China’s electric vehicle startups have become investor darlings in the last year, with Nio, Xpeng and Li Auto all raising billions of dollars from the sale of their American depositary shares (ADSs) to expand their business and accelerate technological developments.
Guangzhou-based Xpeng, which differentiates itself by running a wholly owned factory in the southern Chinese city of Zhaoqing, got a New Year kick start by obtaining a massive financial lifeline from five major Chinese financial institutions to fuel its global aspirations.
The 6-year-old firm has signed an agreement with Agricultural Bank of China, Bank of China, China Construction Bank, China Citic Bank and Guangzhou Rural Commercial Bank for a credit line of 12.8 billion yuan ($1.98 billion), Xpeng said in a statement on Tuesday.

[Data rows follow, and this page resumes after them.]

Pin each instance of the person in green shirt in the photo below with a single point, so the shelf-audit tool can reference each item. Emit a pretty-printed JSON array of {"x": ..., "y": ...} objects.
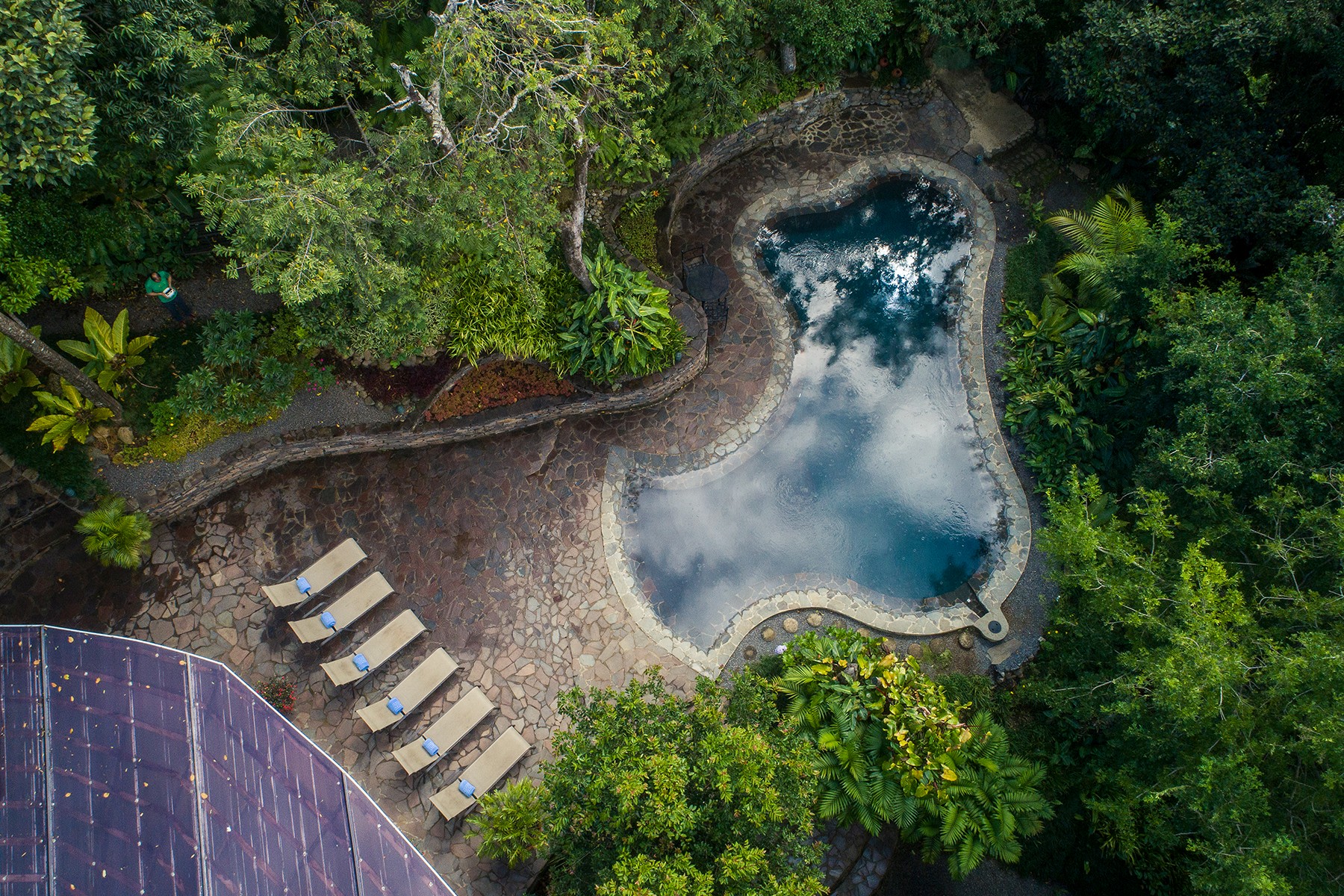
[{"x": 161, "y": 287}]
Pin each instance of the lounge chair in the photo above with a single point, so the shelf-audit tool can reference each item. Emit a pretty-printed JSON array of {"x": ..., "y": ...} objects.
[
  {"x": 329, "y": 567},
  {"x": 376, "y": 650},
  {"x": 410, "y": 692},
  {"x": 482, "y": 775},
  {"x": 444, "y": 734},
  {"x": 344, "y": 612}
]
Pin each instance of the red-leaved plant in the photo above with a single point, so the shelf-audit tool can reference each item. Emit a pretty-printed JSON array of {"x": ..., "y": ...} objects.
[{"x": 279, "y": 692}]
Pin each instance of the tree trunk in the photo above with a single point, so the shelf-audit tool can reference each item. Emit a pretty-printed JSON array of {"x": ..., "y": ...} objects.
[
  {"x": 571, "y": 230},
  {"x": 430, "y": 105},
  {"x": 45, "y": 355}
]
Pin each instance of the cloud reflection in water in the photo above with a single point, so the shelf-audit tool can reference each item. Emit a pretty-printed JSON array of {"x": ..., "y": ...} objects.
[{"x": 875, "y": 476}]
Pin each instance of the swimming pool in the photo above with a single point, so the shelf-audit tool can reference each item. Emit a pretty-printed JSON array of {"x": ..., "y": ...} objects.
[{"x": 871, "y": 469}]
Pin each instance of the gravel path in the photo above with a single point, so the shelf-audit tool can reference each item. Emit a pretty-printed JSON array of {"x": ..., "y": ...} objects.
[{"x": 337, "y": 406}]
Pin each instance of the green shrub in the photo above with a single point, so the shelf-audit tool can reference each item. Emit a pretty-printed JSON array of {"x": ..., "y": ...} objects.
[
  {"x": 176, "y": 354},
  {"x": 240, "y": 379},
  {"x": 179, "y": 437},
  {"x": 15, "y": 375},
  {"x": 894, "y": 747},
  {"x": 511, "y": 822},
  {"x": 112, "y": 535},
  {"x": 624, "y": 328},
  {"x": 63, "y": 470},
  {"x": 72, "y": 417},
  {"x": 1027, "y": 264},
  {"x": 638, "y": 230},
  {"x": 109, "y": 355}
]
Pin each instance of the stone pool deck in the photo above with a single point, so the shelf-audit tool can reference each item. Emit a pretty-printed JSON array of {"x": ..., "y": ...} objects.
[{"x": 497, "y": 544}]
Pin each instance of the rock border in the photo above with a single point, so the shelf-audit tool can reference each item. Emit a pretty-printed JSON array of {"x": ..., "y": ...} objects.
[
  {"x": 264, "y": 455},
  {"x": 846, "y": 598}
]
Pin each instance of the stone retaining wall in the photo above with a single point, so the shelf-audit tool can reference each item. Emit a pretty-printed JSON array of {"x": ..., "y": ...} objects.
[
  {"x": 784, "y": 122},
  {"x": 264, "y": 455}
]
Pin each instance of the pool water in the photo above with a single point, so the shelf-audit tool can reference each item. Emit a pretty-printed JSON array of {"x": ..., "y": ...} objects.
[{"x": 877, "y": 476}]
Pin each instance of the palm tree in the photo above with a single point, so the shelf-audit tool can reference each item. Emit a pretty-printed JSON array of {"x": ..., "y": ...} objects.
[
  {"x": 994, "y": 801},
  {"x": 113, "y": 536},
  {"x": 1115, "y": 227}
]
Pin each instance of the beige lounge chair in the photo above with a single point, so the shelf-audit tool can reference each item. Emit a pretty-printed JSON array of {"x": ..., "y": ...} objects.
[
  {"x": 410, "y": 692},
  {"x": 376, "y": 650},
  {"x": 482, "y": 774},
  {"x": 329, "y": 567},
  {"x": 450, "y": 727},
  {"x": 344, "y": 612}
]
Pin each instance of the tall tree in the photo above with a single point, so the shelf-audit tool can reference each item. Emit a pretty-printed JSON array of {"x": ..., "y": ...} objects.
[
  {"x": 650, "y": 793},
  {"x": 22, "y": 281},
  {"x": 534, "y": 80},
  {"x": 46, "y": 120}
]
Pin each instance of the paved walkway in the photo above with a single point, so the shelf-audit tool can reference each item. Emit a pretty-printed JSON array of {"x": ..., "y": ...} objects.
[{"x": 497, "y": 546}]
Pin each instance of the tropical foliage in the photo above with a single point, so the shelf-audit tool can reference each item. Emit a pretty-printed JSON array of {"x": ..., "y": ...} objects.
[
  {"x": 46, "y": 121},
  {"x": 15, "y": 374},
  {"x": 1080, "y": 340},
  {"x": 511, "y": 822},
  {"x": 241, "y": 378},
  {"x": 653, "y": 793},
  {"x": 623, "y": 328},
  {"x": 893, "y": 748},
  {"x": 109, "y": 355},
  {"x": 72, "y": 417},
  {"x": 114, "y": 536}
]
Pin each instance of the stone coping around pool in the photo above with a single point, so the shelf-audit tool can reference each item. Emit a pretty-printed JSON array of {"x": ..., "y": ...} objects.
[{"x": 626, "y": 467}]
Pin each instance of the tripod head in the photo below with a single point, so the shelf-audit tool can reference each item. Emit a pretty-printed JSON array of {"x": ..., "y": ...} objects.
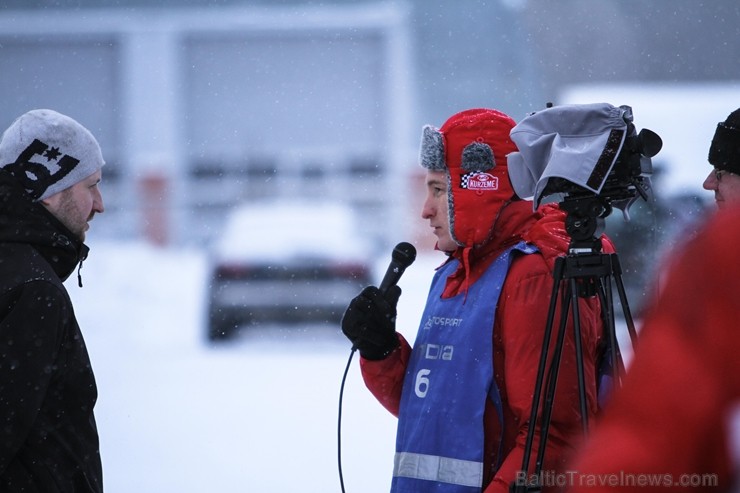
[{"x": 585, "y": 222}]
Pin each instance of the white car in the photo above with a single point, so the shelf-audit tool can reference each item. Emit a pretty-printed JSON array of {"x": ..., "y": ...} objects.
[{"x": 287, "y": 262}]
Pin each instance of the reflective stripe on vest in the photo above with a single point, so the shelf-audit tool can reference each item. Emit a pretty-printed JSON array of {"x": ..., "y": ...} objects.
[{"x": 440, "y": 469}]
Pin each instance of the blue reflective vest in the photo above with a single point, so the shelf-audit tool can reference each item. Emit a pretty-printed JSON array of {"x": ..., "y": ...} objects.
[{"x": 439, "y": 443}]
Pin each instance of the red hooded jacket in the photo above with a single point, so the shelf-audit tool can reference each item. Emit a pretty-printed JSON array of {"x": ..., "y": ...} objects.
[{"x": 517, "y": 338}]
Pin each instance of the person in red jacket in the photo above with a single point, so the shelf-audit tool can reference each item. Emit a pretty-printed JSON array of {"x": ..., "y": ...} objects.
[
  {"x": 463, "y": 394},
  {"x": 675, "y": 423}
]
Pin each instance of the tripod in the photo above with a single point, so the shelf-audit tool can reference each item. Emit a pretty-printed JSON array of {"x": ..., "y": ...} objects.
[{"x": 586, "y": 271}]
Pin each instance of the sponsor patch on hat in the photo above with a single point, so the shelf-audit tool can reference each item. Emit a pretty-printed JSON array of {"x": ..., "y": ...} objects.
[{"x": 479, "y": 181}]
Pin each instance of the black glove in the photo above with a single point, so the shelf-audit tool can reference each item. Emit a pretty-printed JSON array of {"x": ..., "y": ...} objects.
[{"x": 370, "y": 322}]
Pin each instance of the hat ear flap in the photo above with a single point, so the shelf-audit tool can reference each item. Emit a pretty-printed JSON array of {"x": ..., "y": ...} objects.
[
  {"x": 477, "y": 156},
  {"x": 432, "y": 149}
]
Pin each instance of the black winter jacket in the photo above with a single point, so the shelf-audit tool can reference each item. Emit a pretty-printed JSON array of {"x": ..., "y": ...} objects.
[{"x": 48, "y": 436}]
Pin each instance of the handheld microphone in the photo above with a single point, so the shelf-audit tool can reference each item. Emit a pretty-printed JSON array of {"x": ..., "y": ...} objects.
[{"x": 403, "y": 255}]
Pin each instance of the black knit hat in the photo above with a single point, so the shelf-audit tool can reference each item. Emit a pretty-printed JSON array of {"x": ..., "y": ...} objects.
[{"x": 724, "y": 153}]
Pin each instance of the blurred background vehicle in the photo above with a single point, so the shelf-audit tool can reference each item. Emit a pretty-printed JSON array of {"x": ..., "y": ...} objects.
[{"x": 288, "y": 262}]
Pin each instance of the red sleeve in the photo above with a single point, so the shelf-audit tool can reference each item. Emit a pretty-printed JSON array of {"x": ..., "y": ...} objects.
[
  {"x": 384, "y": 378},
  {"x": 521, "y": 319}
]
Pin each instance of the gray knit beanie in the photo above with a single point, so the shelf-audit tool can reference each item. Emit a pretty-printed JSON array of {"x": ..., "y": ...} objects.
[{"x": 48, "y": 152}]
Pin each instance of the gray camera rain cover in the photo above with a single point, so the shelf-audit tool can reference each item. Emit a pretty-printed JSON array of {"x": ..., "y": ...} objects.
[{"x": 579, "y": 143}]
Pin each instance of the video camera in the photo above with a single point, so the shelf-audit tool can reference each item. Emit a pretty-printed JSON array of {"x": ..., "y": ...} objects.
[{"x": 589, "y": 158}]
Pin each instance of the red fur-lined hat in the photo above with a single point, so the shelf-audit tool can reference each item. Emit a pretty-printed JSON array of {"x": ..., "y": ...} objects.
[{"x": 471, "y": 147}]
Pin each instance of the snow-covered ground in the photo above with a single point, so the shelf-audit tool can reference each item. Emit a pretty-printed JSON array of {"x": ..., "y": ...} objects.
[{"x": 258, "y": 415}]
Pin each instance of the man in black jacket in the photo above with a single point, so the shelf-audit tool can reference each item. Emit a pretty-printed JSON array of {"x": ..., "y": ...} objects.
[{"x": 50, "y": 167}]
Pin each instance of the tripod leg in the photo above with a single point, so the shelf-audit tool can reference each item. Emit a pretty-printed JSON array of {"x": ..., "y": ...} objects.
[
  {"x": 606, "y": 301},
  {"x": 617, "y": 269},
  {"x": 557, "y": 275},
  {"x": 552, "y": 378},
  {"x": 579, "y": 356}
]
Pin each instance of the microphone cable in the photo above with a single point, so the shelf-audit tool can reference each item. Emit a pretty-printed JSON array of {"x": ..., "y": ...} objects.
[{"x": 339, "y": 419}]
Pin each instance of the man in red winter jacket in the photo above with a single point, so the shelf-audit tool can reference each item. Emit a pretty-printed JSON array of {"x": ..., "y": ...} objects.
[
  {"x": 463, "y": 394},
  {"x": 675, "y": 423}
]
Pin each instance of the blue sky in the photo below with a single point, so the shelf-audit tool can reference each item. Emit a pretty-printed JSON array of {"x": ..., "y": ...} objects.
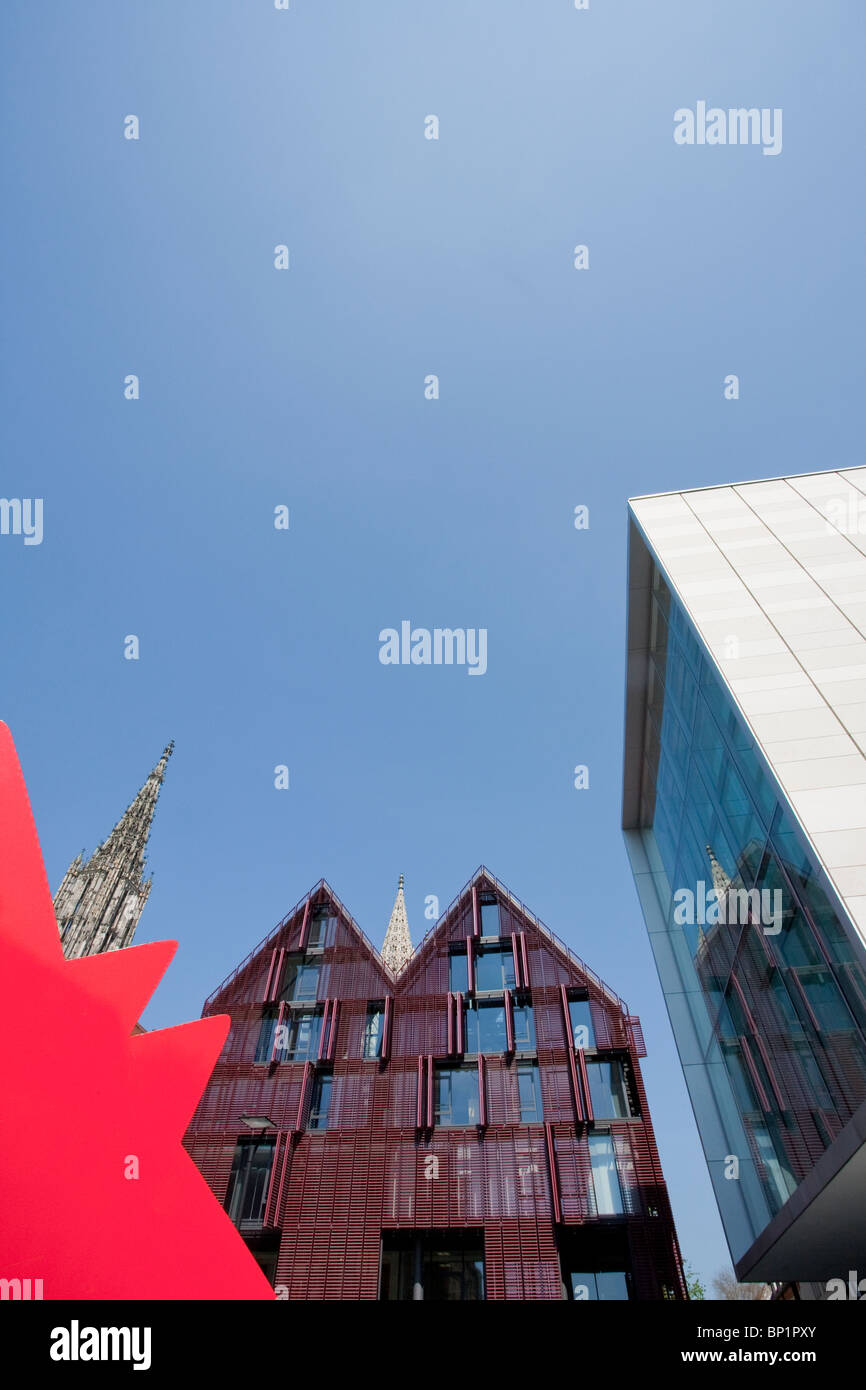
[{"x": 306, "y": 388}]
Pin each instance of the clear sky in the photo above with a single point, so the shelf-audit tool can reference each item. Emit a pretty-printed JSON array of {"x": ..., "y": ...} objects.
[{"x": 306, "y": 388}]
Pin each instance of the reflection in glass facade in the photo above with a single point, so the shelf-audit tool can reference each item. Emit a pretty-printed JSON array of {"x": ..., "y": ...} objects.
[{"x": 779, "y": 1008}]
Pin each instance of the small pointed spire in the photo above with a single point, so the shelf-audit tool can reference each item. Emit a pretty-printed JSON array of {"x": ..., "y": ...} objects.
[
  {"x": 398, "y": 947},
  {"x": 720, "y": 880}
]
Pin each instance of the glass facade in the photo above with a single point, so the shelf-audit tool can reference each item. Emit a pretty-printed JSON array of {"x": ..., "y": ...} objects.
[
  {"x": 248, "y": 1184},
  {"x": 765, "y": 988},
  {"x": 458, "y": 1096}
]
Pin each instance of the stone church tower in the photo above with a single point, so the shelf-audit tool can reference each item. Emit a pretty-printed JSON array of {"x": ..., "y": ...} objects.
[{"x": 100, "y": 900}]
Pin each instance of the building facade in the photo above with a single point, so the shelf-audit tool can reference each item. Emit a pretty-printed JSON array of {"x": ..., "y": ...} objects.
[
  {"x": 744, "y": 812},
  {"x": 100, "y": 900},
  {"x": 471, "y": 1125}
]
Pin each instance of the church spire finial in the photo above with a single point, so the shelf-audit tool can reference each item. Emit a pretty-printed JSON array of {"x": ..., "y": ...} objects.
[
  {"x": 100, "y": 901},
  {"x": 398, "y": 947}
]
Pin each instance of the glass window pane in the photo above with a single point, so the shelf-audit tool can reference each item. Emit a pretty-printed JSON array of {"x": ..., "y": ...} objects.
[
  {"x": 583, "y": 1033},
  {"x": 458, "y": 1096},
  {"x": 608, "y": 1090},
  {"x": 459, "y": 973},
  {"x": 530, "y": 1094},
  {"x": 495, "y": 969},
  {"x": 524, "y": 1027},
  {"x": 605, "y": 1178},
  {"x": 612, "y": 1285},
  {"x": 489, "y": 919}
]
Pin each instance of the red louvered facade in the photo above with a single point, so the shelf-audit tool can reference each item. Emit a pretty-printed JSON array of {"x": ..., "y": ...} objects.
[{"x": 471, "y": 1127}]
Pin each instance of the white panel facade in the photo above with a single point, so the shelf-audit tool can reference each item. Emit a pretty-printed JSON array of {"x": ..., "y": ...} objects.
[{"x": 773, "y": 576}]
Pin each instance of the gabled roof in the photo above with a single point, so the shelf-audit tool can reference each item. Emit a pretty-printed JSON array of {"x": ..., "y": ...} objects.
[
  {"x": 401, "y": 983},
  {"x": 481, "y": 880},
  {"x": 319, "y": 894}
]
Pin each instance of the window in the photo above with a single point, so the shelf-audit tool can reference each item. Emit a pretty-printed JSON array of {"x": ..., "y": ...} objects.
[
  {"x": 442, "y": 1265},
  {"x": 489, "y": 918},
  {"x": 602, "y": 1285},
  {"x": 458, "y": 977},
  {"x": 485, "y": 1030},
  {"x": 373, "y": 1029},
  {"x": 293, "y": 1040},
  {"x": 605, "y": 1178},
  {"x": 524, "y": 1027},
  {"x": 248, "y": 1184},
  {"x": 609, "y": 1091},
  {"x": 320, "y": 1104},
  {"x": 495, "y": 969},
  {"x": 528, "y": 1089},
  {"x": 323, "y": 929},
  {"x": 583, "y": 1033},
  {"x": 595, "y": 1264},
  {"x": 456, "y": 1096},
  {"x": 299, "y": 980}
]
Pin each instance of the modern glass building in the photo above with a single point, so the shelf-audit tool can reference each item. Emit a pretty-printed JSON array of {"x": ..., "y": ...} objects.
[{"x": 744, "y": 812}]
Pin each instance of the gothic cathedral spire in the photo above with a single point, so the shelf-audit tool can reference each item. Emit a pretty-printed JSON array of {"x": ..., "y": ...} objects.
[{"x": 100, "y": 900}]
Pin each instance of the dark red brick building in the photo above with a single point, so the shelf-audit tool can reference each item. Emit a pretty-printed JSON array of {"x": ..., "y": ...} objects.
[{"x": 473, "y": 1126}]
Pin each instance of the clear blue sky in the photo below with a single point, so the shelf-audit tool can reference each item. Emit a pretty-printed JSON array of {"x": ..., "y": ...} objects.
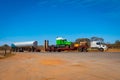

The agreement will help Xpeng strengthen its capabilities in manufacturing, sales, services and operations, according to the statement.
The news sparked a rally for Xpeng’s New York-listed shares, which gained 22.41% on Tuesday.
China Construction Bank and Bank of China were among six domestic banks that joined a July deal to offer a similar 10.4 billion yuan credit line to Nio. Such funding by big state-run banks reflects Beijing’s strong support for such electric vehicle startups, most of them unprofitable, amid a government-led focus on new energy cars to fight China’s chronic air pollution.
In 2020, Xpeng delivered 27,041 vehicles, more than double the number a year earlier. In December it made a landmark foray into the global market with the delivery of its first 100 Xpeng G3 electric sport utility vehicles to customers in Norway.